Ultraviolet C II and Si III Transit Spectroscopy and Modeling of the Evaporating Atmosphere of GJ436b

Abstract

Hydrogen gas evaporating from the atmosphere of the hot-Neptune GJ436b absorbs over 50% of the stellar Lyα emission during transit. Given the planet’s atmospheric composition and energy-limited escape rate, this hydrogen outflow is expected to entrain heavier atoms such as C and O. We searched for C and Si in the escaping atmosphere of GJ436b using far-ultraviolet Hubble Space Telescope COS G130M observations made during the planet’s extended H I transit. These observations show no transit absorption in the C II 1334,1335 Å and Si III 1206 Å lines integrated over [-100, 100] km s^-1, imposing 95% (2σ) upper limits of 14% (C II) and 60% (Si III) depth on the transit of an opaque disk and 22% (C II) and 49% (Si III) depth on an extended highly asymmetric transit similar to that of H I Lyα. C⁺ is likely present in the outflow according to a simulation we carried out using a spherically symmetric photochemical-hydrodynamical model.
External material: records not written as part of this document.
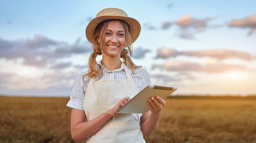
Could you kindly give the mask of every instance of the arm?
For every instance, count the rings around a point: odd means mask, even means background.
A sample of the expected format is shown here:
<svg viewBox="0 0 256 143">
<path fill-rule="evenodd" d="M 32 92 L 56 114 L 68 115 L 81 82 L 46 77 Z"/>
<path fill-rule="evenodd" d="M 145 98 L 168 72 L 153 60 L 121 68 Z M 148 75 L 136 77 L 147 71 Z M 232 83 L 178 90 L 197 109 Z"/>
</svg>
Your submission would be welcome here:
<svg viewBox="0 0 256 143">
<path fill-rule="evenodd" d="M 157 126 L 165 102 L 159 96 L 149 99 L 148 104 L 150 110 L 141 118 L 141 130 L 144 136 L 147 136 Z"/>
<path fill-rule="evenodd" d="M 73 108 L 71 112 L 71 131 L 72 139 L 76 142 L 88 138 L 95 134 L 113 117 L 117 113 L 116 111 L 130 100 L 129 97 L 124 98 L 112 109 L 96 118 L 87 121 L 84 112 Z"/>
</svg>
This simulation predicts an ∼2% transit over the integrated bandpass, consistent with the data. At line center, we predict the C II transit depth to be as high as 19%. Our model predicts a neutral hydrogen escape rate of 1.6× {10}⁹ g s^-1 (3.1× {10}⁹ g s^-1 for all species) for an upper atmosphere composed of hydrogen and helium.